Andy Allen oversees the business and event production side of Coastal Music Studios while Pam Allen focuses on the studio’s educational component and teaches lessons as well. She also directs the North County Children’s Choir.

Though based in Oceanside, Coastal Music Studios serves all of North County, with people traveling from as far as Temecula for lessons from “professional musicians who are phenomenal teachers.”

Andy Allen said he’s constantly interviewing to find people who fit that mold because the studio doesn’t show any sign of slowing down its growth.

“One of the coolest things is finding this team of people who have that sort of intangible thing, that magic thing — a heart,” Pam Allen said. “I feel really privileged to spend our days with the people we spend our days with. They’re good at what they do.”

The couple explained that they have let the studio “grow organically” — instead of coming up with a specific vision for the North County community, they decided to let it form on its own based on the wants and needs of the community.

“We’re figuring out what North County needs rather than telling them what is needed,” Pam Allen said.

Coastal Music Studios currently offers private music lessons in piano; voice; pop and performance vocal training; acoustic, electric and bass guitars; drums and ukulele. They plan on adding lessons in songwriting, recording and production, DJ and beat production and performance coaching soon.

The studio also offers a program for homeschooled students. For 16 weeks, a three-hour class is held weekly on Thursday mornings integrating art, music and theater for students. The studio finished its first full year with the Homeschool ARTS Program and anticipates it will grow in the fall.

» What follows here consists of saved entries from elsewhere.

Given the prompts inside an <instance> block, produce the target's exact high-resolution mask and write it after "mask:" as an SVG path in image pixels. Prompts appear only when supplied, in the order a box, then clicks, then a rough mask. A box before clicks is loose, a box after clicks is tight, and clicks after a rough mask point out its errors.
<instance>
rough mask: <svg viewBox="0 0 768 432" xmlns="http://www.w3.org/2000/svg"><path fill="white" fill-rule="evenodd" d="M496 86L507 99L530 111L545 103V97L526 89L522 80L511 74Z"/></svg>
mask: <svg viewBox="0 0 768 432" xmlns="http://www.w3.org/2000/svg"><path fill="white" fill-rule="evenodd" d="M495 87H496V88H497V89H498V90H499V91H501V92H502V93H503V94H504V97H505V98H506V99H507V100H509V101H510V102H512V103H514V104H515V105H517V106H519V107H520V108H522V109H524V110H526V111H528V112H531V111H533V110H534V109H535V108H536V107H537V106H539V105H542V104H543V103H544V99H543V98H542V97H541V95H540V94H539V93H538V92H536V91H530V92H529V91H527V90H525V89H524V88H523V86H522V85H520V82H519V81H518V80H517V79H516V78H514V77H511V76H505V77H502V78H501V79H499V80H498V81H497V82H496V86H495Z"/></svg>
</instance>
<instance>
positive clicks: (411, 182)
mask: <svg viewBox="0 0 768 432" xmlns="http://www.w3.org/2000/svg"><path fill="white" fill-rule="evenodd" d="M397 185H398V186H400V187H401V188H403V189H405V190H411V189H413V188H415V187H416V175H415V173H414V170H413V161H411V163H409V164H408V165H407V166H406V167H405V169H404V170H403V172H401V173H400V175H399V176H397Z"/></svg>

The studio also offers several summer camps, including its returning ukulele and drum circle camps as well as this year’s new Around the World in 8 Musicals and Disney camps.

The studio also holds showcases for its students throughout the year as well as other various shows in the community. They also host open mic nights for students, which is an ideal setting for the studio’s adult students who make up about 10 percent of the studio.

Andy Allen said performance is a big component to the studio’s culture.

“It’s one thing to just be in the practice room but to get from the practice room to performance is a real strong component to being a musician,” he said.

For younger students, that performance element gives them feedback and demonstrates the results of their hard work.

“It’s more than music at that point,” Andy Allen said. “It gives them self-esteem and confidence in their own character and work ethic.”